Seconda conseguenza. La presa di coscienza della realtà. Non la mia, eh? Per farmi riconnettere me con la realtà, ci vorrebbe ben altro che un discorso di Macron. La presa di coscienza di Tre, mio marito. Successe cosi:

Subito dopo il congedo presidenziale, espletato con un colpetto di sguardo fisso e vitreo come sa fare lui, e seguito da una strombazzante Marsigliese desolatamente fuori posto, io, a corto di espedienti, ho voluto cercare in un abbraccio coniugale tutto quello che Macron non mi aveva saputo dare.
E mio marito si è scansato.
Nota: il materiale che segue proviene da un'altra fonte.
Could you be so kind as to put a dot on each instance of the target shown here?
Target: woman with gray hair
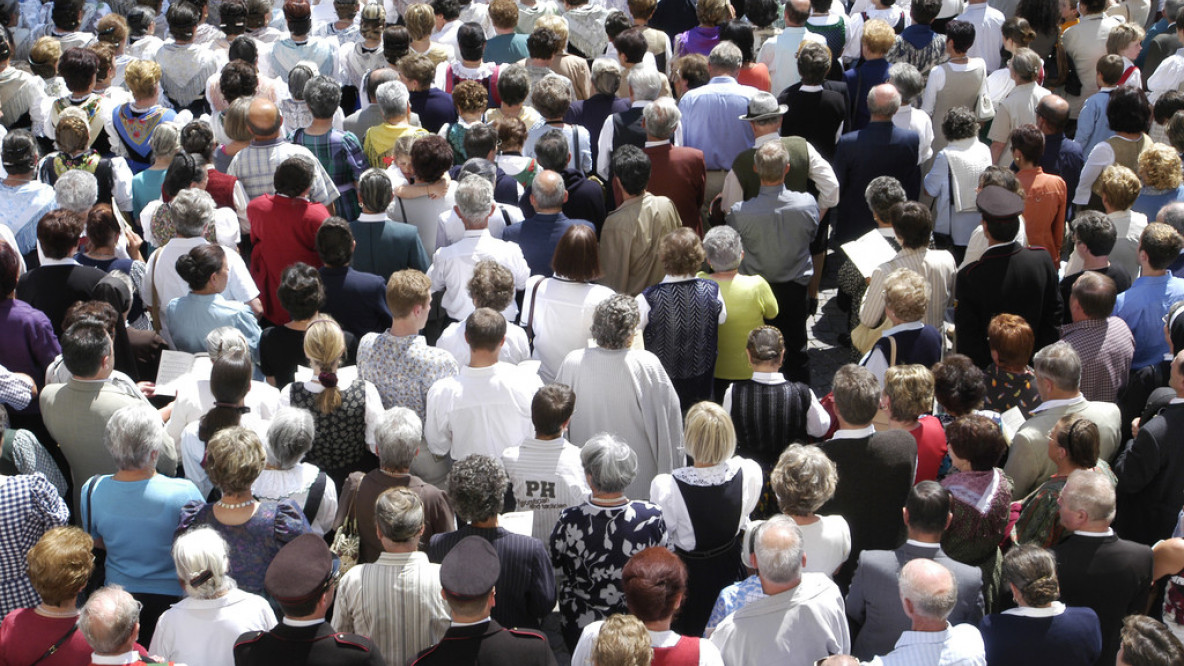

Non ricordo bene, nell’angustia del momento, ma mi sembra pure che si sia leggermente sollevato, per andarsi a risistemare tutto in fondo al divano. Insomma avevo solo starnutito. Forte, va bene. Ma il vero amore non era scambiarsi tutti i microbi senza contegno? Senza confini? Senza confino? 

Chiedevo un abbraccio, mica sesso orale! Dovetti prendere atto che il mio confino ormai non era solo quello della mia casa rispetto al resto del mondo. Nel mio doppio confino, adesso ero anche tagliata fuori dagli altri miei compagni di confino. Confino al quadrato. Doppio confino. Con ghiaccio.

Terzo. La grande solitudine.  Ti puoi sentire molto solo quando resti l’unico a non avere paura. Ti guardano tutti strano mentre scappano, e cominci a chiederti se proprio alle tue spalle non si sta per caso per abbattere l’Onda Perfetta, quella che tutti i surfisti passano la vita ad aspettare, quella che tutti ormai hanno visto, tranne te. 

No, davvero, è stato impressionante vedere mio marito temere qualcosa. E temere me. Lui, sempre pronto a sganasciarsi delle paure che attanagliavano il pianeta. Sempre li’ a razionalizzare, a rassicurare, a sdrammatizzare. Quell’uomo non esiste più. E – suppongo- anche la mia vita sessuale. Già non proprio sbaragliante. Senza contare che, se un temerario come lui si mette a temere...vuol dire che l’Onda dietro le mie spalle c’è davvero.

Quarta conseguenza. Gli starnuti. Gli starnuti cominciarono subito dopo la detta marsigliese, mentre la telecamera presidenziale si sollevava di colpo verso il cielo serale, in un romantico quanto sconclusionato travelling verticale. Il cameraman si era detto che bisognava prendere in mano la situazione, e mettere un po’ di passione in quella comunicazione di servizio della Standa.
Lodevole slancio, ma non poteva bastare. Cosa copriva, prima di essere assunto dall'Eliseo? Pavarotti and Friends?

Comunque sia, fu li’ che presi una generosa ispirazione, sviluppai le narici alla loro massima apertura e dopo un magico momento sospeso nel tempo e nello spazio, scaricai un‘impressionante energia virale tutt’attorno a me. E via cosi’, per quattro, cinque, sei volte. Sentivo i miei anticorpi gridare tanti piccoli oooolllllééééé prima di ogni starnuto. Anche loro stavano prendendo la cosa sottomano. 

Ma non temete, onestamente non penso sia Coronavirus. Mi sa più di una reazione allergica. Massì , una bella allergia. Al polline, a Macron, all’essere respinta dall’Uomo...Non mi è dato sapere.